Social media habits bleeding into real life
Online political conversation rewards sound bites, hot takes and certainty. In-person conversation rewards and requires patience, and genuine engagement. Don’t engage people in sound bites, real engagement requires conversation. And honestly, we should also take this into account for our social media interactions. Yelling and name-calling on social media will not change anyone’s mind. Many times, an honest conversation online can do the trick.
7. Thinking about yourself
Sustained advocacy work — and the conversations that come with it — can be emotionally draining. Protecting your own well-being isn’t stepping back from the work; it’s what makes the work sustainable.
- It’s okay to say, “I’m not in a good headspace for this conversation right now.”
- Not every conversation is yours to have.
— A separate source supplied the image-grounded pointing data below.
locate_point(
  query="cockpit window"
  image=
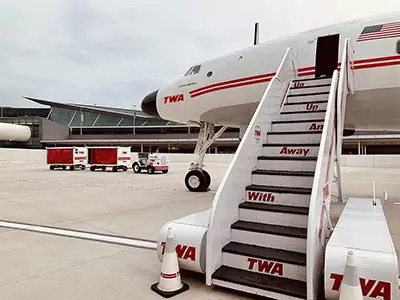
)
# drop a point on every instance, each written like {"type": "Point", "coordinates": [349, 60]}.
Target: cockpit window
{"type": "Point", "coordinates": [193, 70]}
Know your limits.
- Celebrate small wins: a thoughtful question from a skeptic, a shift in tone, a moment of genuine connection. Look at all of this as progress.
- Find community with those who share your values and can replenish your energy.
Remember!
Changing minds is slow work. But every real conversation — the ones where two people actually listen to each other — is a small act of repair in a polarized world. You don’t have to solve everything in one exchange. Show up with curiosity, lead with humanity, and trust that it adds up. Be patient, Be generous with people and in return, most people will be generous with you.